2) Temporary Partial Disability Benefits (TPD): A worker’s work-related disability hinders him from performing the entirety of his old job duties, but he can perform some work. He will receive 2/3 of the difference between his average weekly wages prior to the injury and the wages he is able to earn after he has been injured.

3) Permanent Partial Disability Benefits (PPD): An employee’s injury has maximally improved, but he will always be hindered by the injury (e.g. loss of limb), and can only perform some kinds of work. He may receive certain benefits based on his degree of permanent disability.

4) Permanent Total Disability Benefits (PTD): The worker will receive 2/3 of his average weekly wage prior to his injury each week if his disability makes him completely unable to return to any kind of gainful employment.

Lastly, if an employee dies from a work-related injury or illness, income replacement benefits will be paid to the children of the deceased until they turn 18, and to the surviving spouse for life.
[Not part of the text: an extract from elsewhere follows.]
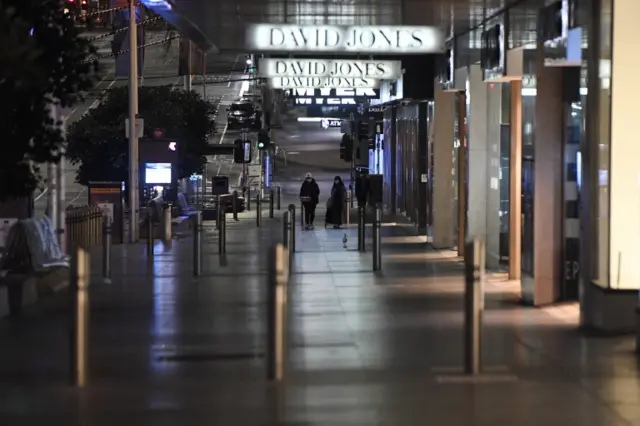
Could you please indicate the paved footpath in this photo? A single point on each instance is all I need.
(364, 348)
A maximum of $7,500 may be paid towards a deceased employee’s funeral expenses.

Iowa Workers’ Compensation Statutes

Refer to these specific relevant workers’ compensation statutes in the Iowa Code for additional information.

Employers Subject To Workers’ Compensation: Iowa Code, Chp.85 § 3; Covered Employees: Iowa Code, Chp.85 § 3; Benefits: Iowa Code, Chp.85 §§ 28-36; Claims Procedure: Iowa Code, Chp.85 §§23-25.